Citizen Journalism with a Better Flavor
Volume XI, Issue XX
The Brothers Corvinus
The Sequel to PONTIFUS and
By Bob Kirchman
Copyright © 2016, The Kirchman Studio, all rights reserved
Friendship is born at that moment when one person says to another: What! You too? I thought I was the only one.” – C. S. Lewis
You are never too old to set another goal or to dream a new dream” – C. S. Lewis.

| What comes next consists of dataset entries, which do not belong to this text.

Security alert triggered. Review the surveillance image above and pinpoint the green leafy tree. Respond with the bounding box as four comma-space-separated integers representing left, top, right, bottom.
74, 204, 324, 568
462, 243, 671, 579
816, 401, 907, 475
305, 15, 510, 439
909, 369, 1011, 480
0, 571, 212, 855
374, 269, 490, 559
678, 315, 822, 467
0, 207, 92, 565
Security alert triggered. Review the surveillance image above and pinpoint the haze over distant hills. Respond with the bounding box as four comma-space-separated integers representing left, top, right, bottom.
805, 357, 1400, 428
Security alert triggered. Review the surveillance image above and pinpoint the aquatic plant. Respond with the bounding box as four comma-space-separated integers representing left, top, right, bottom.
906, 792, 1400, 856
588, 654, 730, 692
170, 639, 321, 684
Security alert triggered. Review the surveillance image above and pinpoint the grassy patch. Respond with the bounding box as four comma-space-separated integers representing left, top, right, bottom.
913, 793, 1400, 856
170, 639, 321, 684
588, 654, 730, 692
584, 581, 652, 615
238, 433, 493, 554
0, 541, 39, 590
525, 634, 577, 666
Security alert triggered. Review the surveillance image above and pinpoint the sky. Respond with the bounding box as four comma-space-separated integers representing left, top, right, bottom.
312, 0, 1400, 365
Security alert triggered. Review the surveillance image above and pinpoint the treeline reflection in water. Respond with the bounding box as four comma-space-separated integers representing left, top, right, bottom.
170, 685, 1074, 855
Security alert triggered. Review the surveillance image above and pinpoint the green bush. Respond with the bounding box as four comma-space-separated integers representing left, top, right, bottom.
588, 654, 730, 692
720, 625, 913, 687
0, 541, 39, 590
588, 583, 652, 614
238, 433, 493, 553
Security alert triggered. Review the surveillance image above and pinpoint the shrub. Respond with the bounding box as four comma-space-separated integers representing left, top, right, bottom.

I have found a desire within myself that no experience in this world can satisfy; the most probable explanation is that I was made for another world.” – C. S. Lewis
Everyone must leave something behind when he dies, my grandfather said. A child or a book or a painting or a house or a wall built or a pair of shoes made. Or a garden planted. Something your hand touched some way so your soul has somewhere to go when you die, and when people look at that tree or that flower you planted, you're there. It doesn't matter what you do, he said, so long as you change something from the way it was before you touched it into something that's like you after you take your hands away. The difference between the man who just cuts lawns and a real gardener is in the touching, he said. The lawn-cutter might just as well not have been there at all; the gardener will be there a lifetime." – Ray Bradbury, Fahrenheit 451
Mister Bultitude’s birthday celebration was going on. The little college always celebrated this event, beginning on November 22 and ending on November 29th. In a happier time, the event was always punctuated by Thanksgiving Break, and the students would return to their families and more festivities. This was actually a celebration initiated by Mrs. Greene and the great bear was feted with her famous blueberry cake. The students would read C. S. Lewis’s ‘The Abolition of Man’ in preparation and they would use the old Gothic chapel as a backdrop as they acted out portions of the novel “That Hideous Strength.”
In happier times, the female students would fill the roles of Jane, Mother Dimble, Ivy Maggs and Major Hardcastle, but now there were only the few men remaining, so the dramatic readings were more subdued. In any case, Lewis’s dystopia had become all too real and this portion of the celebration now loomed even more as a call to action. They were still carried out in the evening with the great window of the chapel illuminated from within and soft “blue” lighting on the old stone without.
Ransom’ explained to Mátyás that his pseudonym was actually lifted from the book and he felt it really described his life. There was a clear picture in his mind of how the Magnificent One had ‘become sin’ for him and had indeed lovingly renewed his twisted life. ‘Ransom’ was not his real name at all. The hard-living maintenance supervisor of the college had retreated there from a failed marriage and failed recovery from substance abuse. Finally, in the climate of giving love and high expectations provided by the college shops, he had been clean for five years at the time of the disappearances. Even on warm days, he always wore an old sweater. He dressed for dinner in a long-sleeved jacket and tie. Anticipating the question he explained that he had been a special forces operative in his younger days... a tough man who had killed people. His arms were covered with tattoos!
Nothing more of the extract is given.